We have lots more research coming out from this data set, both about what we’re discovering and about some complex ethical questions about how to handle this data. (Most of the videos we’re discovering were only seen by a few dozen people. If we publish those URLs, we run the risk of exposing to public scrutiny videos that are “public” but whose authors could reasonably expect obscurity. Thus our paper does not include the list of videos discovered.) Ryan has a great introduction to main takeaways from our hand-coding. He and I are both working on longer writing about the weird world of random videos – what can we learn from spending time deep in the long tail?

Perhaps most importantly, we plan to maintain Tubestats so long as we can. It’s possible that YouTube will object to the existence of this resource or the methods we used to create it. Counterpoint: I believe that high level data like this should be published regularly for all large user-generated media platforms. These platforms are some of the most important parts of our digital public sphere, and we need far more information about what’s on them, who creates this content and who it reaches.
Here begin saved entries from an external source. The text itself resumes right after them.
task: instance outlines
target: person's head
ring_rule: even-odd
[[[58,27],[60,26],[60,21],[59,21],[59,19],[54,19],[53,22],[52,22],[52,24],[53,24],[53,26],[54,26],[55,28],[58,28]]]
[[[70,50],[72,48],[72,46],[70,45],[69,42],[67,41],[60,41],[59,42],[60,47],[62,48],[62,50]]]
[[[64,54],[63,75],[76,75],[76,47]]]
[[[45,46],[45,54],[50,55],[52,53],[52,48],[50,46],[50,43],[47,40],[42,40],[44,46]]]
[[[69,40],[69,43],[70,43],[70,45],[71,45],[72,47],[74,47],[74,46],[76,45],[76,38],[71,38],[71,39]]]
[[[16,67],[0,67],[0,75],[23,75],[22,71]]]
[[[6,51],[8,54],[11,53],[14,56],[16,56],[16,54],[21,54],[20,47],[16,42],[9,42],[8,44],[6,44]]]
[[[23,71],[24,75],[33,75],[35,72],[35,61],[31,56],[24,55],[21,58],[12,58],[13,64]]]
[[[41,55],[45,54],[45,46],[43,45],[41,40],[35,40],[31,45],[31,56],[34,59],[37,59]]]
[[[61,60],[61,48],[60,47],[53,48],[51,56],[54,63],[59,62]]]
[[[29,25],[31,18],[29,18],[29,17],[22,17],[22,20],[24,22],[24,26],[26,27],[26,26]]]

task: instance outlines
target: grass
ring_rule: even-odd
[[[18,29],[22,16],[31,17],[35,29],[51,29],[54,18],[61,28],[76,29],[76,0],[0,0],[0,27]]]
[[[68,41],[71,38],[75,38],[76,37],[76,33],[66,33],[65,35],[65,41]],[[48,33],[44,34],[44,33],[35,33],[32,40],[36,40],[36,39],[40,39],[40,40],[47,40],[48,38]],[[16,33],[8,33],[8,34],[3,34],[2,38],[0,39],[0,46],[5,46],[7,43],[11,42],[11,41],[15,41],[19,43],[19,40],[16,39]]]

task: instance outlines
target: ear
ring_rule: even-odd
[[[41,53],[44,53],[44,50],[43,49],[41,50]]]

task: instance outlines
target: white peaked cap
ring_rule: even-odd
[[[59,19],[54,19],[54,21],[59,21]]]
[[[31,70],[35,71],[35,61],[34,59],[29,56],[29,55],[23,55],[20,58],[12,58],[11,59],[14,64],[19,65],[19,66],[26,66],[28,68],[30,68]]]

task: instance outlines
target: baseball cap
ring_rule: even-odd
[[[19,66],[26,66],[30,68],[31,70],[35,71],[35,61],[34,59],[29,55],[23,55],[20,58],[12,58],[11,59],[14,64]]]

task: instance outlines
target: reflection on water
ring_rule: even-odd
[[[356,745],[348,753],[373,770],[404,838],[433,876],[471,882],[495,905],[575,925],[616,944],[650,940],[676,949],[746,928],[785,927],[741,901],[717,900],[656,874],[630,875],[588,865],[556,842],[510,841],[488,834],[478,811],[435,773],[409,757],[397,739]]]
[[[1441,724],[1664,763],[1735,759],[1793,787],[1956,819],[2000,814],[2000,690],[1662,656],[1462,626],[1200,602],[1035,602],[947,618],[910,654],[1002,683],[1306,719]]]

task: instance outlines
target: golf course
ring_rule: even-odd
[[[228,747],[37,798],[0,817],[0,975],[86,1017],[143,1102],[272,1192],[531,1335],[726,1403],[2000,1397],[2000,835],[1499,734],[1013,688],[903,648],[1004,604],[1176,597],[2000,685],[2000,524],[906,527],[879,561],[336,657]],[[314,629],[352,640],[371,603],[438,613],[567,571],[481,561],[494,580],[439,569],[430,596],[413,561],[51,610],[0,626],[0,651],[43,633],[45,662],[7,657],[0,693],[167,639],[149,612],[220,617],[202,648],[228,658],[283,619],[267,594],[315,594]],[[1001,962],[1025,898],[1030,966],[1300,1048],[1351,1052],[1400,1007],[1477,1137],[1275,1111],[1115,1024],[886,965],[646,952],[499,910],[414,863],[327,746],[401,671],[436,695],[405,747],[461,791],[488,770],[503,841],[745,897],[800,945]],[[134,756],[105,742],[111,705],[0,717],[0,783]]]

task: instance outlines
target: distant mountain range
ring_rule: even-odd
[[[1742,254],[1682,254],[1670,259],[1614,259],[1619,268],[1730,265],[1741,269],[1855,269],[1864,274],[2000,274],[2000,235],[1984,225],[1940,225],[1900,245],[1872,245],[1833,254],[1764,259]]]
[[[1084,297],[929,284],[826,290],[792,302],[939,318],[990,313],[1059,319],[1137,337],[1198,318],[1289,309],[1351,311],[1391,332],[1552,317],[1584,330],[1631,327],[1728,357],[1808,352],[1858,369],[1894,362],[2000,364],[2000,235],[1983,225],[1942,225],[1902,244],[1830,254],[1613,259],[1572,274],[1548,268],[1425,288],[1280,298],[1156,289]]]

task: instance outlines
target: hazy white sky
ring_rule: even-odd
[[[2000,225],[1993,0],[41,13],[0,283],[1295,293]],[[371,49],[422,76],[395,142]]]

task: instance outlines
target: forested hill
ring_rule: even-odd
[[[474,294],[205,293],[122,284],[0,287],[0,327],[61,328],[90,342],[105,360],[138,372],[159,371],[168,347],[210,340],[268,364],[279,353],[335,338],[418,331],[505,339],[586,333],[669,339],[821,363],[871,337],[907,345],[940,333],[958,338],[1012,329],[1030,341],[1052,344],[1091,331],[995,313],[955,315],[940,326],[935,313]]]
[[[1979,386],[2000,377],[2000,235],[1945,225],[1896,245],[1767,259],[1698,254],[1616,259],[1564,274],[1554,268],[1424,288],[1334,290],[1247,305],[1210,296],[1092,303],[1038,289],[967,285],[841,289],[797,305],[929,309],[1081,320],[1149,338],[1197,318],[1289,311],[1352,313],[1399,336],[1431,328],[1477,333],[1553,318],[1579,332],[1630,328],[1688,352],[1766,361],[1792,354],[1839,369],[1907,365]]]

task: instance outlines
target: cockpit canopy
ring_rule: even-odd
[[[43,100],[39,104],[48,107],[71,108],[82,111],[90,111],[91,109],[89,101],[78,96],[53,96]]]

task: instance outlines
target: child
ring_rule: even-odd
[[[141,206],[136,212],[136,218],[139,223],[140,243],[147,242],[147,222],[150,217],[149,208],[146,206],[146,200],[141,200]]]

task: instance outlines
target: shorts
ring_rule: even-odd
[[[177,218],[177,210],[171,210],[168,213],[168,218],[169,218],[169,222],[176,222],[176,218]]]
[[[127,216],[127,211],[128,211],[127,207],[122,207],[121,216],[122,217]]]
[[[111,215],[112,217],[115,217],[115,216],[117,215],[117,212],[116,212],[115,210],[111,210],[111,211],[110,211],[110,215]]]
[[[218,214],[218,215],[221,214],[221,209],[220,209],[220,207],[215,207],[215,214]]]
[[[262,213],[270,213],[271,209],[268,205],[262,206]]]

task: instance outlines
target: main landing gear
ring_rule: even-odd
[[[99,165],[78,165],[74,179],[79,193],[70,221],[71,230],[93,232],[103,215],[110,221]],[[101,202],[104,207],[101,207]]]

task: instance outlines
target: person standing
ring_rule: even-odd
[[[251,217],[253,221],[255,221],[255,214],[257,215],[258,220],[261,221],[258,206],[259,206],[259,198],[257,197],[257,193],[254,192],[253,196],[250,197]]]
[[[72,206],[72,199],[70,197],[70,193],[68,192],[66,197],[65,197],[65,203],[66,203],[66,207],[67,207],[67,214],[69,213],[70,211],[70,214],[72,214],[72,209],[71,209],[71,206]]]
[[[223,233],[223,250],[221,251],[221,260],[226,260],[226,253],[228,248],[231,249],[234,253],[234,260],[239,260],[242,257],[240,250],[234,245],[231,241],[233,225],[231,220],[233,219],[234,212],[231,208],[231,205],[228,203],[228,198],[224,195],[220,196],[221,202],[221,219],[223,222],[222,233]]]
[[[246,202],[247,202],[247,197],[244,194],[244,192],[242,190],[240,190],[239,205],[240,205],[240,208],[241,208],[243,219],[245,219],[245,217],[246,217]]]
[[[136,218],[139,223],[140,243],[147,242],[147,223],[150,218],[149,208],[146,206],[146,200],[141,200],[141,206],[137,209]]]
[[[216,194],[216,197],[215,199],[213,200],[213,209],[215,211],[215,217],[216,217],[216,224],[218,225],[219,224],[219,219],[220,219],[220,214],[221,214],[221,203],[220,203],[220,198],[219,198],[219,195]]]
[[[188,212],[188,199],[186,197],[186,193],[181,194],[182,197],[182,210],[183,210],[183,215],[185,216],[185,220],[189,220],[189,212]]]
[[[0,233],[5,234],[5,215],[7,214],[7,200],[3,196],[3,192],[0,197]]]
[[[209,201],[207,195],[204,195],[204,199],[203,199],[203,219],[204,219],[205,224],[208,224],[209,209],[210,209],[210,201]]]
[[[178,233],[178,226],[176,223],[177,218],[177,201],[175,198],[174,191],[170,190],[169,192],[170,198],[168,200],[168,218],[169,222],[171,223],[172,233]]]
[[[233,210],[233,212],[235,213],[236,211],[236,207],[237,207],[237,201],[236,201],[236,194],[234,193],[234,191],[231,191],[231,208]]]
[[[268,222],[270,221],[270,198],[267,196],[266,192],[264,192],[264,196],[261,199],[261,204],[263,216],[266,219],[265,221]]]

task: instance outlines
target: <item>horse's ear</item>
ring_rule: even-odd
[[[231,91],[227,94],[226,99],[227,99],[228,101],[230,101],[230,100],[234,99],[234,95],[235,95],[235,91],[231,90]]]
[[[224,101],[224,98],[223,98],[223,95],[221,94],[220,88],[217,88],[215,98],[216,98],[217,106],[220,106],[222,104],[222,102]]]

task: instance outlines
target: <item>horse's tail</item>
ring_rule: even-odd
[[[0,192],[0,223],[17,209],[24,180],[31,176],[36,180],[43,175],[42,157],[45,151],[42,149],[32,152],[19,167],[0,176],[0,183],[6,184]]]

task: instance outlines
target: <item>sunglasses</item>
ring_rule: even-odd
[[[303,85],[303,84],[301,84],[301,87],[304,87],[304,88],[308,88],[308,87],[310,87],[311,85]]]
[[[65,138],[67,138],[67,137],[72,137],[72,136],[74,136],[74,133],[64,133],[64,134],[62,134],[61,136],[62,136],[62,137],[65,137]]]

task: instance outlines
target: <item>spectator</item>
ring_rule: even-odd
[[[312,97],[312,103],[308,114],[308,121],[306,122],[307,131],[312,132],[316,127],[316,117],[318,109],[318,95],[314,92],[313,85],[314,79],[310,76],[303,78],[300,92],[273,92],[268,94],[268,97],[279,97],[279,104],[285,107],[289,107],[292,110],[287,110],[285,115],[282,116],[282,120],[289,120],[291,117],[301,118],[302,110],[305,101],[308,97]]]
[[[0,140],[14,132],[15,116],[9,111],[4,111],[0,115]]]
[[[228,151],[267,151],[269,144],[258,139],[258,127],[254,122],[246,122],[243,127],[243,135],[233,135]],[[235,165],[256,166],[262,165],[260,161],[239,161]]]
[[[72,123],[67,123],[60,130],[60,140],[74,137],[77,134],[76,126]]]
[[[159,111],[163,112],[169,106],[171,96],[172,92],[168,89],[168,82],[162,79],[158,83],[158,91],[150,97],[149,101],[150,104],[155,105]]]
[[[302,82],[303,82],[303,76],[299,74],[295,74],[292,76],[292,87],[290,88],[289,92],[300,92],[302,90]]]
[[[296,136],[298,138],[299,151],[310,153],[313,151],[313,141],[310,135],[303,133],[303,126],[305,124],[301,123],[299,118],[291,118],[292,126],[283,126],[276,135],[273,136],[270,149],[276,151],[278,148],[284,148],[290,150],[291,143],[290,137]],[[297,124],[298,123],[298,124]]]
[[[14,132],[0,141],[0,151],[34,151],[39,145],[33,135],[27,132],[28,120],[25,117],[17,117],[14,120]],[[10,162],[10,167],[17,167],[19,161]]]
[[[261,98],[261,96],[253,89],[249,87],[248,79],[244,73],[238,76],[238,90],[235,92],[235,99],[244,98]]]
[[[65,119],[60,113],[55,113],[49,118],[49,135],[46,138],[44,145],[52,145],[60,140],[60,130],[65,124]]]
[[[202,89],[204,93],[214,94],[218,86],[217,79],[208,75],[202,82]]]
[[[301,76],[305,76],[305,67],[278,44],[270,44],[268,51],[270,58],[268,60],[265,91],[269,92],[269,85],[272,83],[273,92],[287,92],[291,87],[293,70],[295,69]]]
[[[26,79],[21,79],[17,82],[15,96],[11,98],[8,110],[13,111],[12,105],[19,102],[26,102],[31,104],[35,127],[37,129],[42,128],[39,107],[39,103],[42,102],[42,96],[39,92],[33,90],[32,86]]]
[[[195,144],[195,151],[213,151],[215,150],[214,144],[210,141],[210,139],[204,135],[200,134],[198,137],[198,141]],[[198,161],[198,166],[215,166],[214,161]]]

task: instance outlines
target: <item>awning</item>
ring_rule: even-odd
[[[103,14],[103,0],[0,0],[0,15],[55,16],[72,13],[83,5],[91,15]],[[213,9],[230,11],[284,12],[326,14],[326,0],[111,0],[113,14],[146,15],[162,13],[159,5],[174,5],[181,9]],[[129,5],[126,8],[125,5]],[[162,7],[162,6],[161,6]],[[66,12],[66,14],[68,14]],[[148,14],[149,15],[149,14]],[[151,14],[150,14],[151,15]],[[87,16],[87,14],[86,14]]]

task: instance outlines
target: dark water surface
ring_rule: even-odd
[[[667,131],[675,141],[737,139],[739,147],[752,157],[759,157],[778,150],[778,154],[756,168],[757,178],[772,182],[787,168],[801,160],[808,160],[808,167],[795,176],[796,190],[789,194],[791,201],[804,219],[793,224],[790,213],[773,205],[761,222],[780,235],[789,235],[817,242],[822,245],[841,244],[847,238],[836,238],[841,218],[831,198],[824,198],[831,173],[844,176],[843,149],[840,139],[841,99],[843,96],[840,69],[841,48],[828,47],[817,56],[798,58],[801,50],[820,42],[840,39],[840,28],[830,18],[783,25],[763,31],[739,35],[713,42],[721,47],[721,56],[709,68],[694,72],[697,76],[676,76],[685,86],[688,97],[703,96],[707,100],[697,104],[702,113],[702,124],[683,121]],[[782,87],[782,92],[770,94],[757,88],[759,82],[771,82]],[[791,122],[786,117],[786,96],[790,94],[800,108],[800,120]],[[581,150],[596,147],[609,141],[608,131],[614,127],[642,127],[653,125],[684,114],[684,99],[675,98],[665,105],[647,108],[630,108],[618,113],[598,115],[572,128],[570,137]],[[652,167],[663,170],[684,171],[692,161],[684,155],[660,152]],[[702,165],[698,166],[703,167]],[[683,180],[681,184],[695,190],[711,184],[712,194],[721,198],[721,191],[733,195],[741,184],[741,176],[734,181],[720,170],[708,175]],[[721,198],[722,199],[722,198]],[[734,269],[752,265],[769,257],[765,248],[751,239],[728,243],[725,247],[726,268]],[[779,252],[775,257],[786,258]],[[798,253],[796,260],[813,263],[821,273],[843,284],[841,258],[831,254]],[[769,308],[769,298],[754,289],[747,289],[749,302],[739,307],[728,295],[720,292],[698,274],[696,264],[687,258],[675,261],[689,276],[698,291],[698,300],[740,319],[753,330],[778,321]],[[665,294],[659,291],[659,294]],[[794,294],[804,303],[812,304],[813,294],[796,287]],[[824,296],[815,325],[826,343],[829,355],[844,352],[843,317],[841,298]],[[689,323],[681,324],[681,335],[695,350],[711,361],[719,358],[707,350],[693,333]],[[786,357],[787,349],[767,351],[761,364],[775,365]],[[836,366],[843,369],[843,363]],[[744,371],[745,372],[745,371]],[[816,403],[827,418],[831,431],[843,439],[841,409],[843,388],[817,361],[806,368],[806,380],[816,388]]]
Many thanks to the Journal for Quantitative Description of publishing such a large and unwieldy paper – it’s 85 pages! Thanks and congratulations to all authors: Ryan McGrady, Kevin Zheng, Rebecca Curran, Jason Baumgartner and myself. And thank you to everyone who’s funded our work: the Knight Foundation has been supporting a wide range of our work on studying extreme speech on social media, and other work in our lab is supported by the Ford Foundation and the MacArthur Foundation.

Finally – I’ve got COVID, so if this post is less coherent than normal, that’s to be expected. Feel free to use the comments to tell me what didn’t make sense and I will try to clear it up when my brain is less foggy.